# Recording Studio

This notebook is intended to record, preprocess and save the audios that will be later used by pyramidman assistant. It will make use of the speech recognizing as well for practical purposes, but theses will not be explained in this notebook, but rather in the third one.
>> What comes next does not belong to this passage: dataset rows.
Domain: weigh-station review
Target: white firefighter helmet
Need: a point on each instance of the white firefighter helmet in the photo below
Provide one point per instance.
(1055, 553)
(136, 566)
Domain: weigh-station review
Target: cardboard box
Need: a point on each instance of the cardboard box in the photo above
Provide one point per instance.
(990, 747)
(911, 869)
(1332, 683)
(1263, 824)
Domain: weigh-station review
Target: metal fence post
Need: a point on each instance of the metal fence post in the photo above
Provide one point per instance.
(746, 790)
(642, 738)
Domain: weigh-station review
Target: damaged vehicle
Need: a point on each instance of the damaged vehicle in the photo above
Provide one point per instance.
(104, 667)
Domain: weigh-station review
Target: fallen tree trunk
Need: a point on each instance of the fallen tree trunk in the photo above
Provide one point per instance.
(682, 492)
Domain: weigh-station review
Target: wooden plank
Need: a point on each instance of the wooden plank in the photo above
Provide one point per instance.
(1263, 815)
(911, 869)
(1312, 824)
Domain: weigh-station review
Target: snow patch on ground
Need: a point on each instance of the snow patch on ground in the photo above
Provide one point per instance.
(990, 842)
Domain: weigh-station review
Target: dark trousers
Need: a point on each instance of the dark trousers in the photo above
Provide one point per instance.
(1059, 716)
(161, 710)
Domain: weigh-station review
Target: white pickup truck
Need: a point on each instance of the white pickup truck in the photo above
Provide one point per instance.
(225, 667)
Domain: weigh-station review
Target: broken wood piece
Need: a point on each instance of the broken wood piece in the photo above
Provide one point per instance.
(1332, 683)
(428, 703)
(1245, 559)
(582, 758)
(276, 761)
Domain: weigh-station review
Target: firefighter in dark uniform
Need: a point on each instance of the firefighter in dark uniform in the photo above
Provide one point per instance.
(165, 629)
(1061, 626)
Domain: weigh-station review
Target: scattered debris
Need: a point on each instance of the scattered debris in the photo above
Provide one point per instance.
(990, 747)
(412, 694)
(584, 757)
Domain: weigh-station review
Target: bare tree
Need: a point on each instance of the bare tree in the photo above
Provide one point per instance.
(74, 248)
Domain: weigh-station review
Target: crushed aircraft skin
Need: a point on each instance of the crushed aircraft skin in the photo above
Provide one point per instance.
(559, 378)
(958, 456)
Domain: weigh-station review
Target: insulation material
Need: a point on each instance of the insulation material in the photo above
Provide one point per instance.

This notebook focuses on making a proper listener in another thread that writes the audio data into a Queue that is later consumed by the main thread and in having a simple Recording Studio for making the audios for pyramidman

In [2]:
%load_ext autoreload
%autoreload 2

from pyramidman.audio_parameters import AudioParameters
from pyramidman.basic_audio_IO import play_audio, record_audio
from pyramidman.audio_utils import get_available_microphones, get_sysdefault_microphone_index, get_all_devices_str
from pyramidman.queue_utils import record_with_queue
from pyramidman.unwrapper import unwrap
from pyramidman.speech_recognizing import recognize_speech_from_mic
from pyramidman.hieroglyph import plot_timeseries_range_slider, create_tabs, plot_spectrogram
from pyramidman.hieroglyph import add_word_annotations

from pyramidman.Ihy import get_audio_menu_wav_file
from pyramidman.signal_processing import get_spectrogram

from pyramidman.queue_utils import put_data_in_queue_closure, listen_in_a_thread
from pyramidman.audio_utils import calibrate_microphone, sample_noise

from pyramidman.utils import get_folder_files
import speech_recognition as sr
from pyramidman.deepspeech_tools import transcribe, DeepSpeechArgs

import plotly
import time

%matplotlib qt
import numpy as np
import matplotlib.pyplot as plt

import plotly.graph_objs as go
from IPython.display import display

import matplotlib.pyplot as plt
from scipy import signal
from scipy.io import wavfile
import ipywidgets as widgets

from queue import Queue
import noisereduce as nr
import librosa

from pyramidman.noisereduce_optimized import reduce_noise_optimized
from pyramidman.noisereduce_optimized import noise_STFT_and_statistics
from pyramidman.noisereduce_optimized import reduce_noise_optimized_closure
from pyramidman.signal_processing import butter_highpass_filter


Using `tqdm.autonotebook.tqdm` in notebook mode. Use `tqdm.tqdm` instead to force console mode (e.g. in jupyter console)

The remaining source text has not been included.